Since it was early afternoon we decide to go to Busia. We go take a Nissan matatu that plays tricks on us. They ask for money and they then take the Nissan to a bus and tell us to board the bus. We make a lot of noise but these guys were really arrogant, they even tell us to call the police we won’t get help. This is how they get buses filled because people avoid getting in them. The trick is if you see guys charging before the journey, just alight and find another matatu, insist on paying once the vehicle is on the road en-route to your destination. We were getting to Busia almost six. We cross over to Uganda and do hurried shopping because we had been told that past 6.30 we wouldn’t get matatus going back. By the way things are way super cheap in Uganda, they don’t have so many taxes like us on the Kenyan side. By 6.20am we cross over to the Kenyan side and since we know the journey would be extremely long we decide to buy some snacks. That was our mistake. Because we get out of the tumaini supermarket and the last matatu to Kisumu had departed. We find a bus to Nairobi that agrees to take us to Kisumu and that is where our adventure starts.

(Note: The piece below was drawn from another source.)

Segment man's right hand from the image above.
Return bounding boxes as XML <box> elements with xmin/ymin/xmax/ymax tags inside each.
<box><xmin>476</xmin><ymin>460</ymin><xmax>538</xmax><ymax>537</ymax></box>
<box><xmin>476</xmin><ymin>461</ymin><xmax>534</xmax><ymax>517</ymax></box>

The bus leaves Busia well then continues picking up passengers on the way, at some point they stop and tell us that they had booked our seats to Nairobi bound passengers! We really cause a scene, thankfully because J is 6’5” they give us refunds chap chap because we were really spoiling for a fight, well I was because I knew I had back up lol. It is now 8 pm and we are in the middle of nowhere and there is no other bus that seems to be coming. We start thinking of finding a place to sleep when this long distance trucker stops and asks where we are headed. We tell him Kisumu and he agrees to take us. There were so many hyenas on the road which I came to learn are from nearby Ruma national park, occasionally you would meet the night runner on their trade followed by dogs, this was really new for me. As we are about to get to Kisumu we find a police check road block and our driver decides not to stop. Being unauthorised passengers we knew we were being setup to getting arrested. The cops threw spikes on the road and he had to apply emergency brakes on that thing, if the trailer were loaded we would have run through the spikes. The cops are now suspicious of us and come really furious at the driver. This guy was arrogant he really talks smack at the cops and they see us. J was the first to be told to alight and had cuffs put on him, I joined him and offered my hands for the cuffs and the cop opens one side from J’s cuff and puts it on me. They ask us who we are and where we stay. When I mention Milimani one guy comes and asks me if I am related to some senior bureaucrat in that area. I lie and say yes and that does the trick, we are let go. The driver was at this point talking nicely after being harassed to submission, they let us go and we tell the guy he should have stopped when he say the police check. He tells us how he never stops and we are left thinking this was a scheme whenever he carries guys to get them to pay bribes to the cops and they share the loot.
We get to Kisumu well past 2 am and we go to our hotel and sleep. In the morning after all we should be getting back to Nairobi.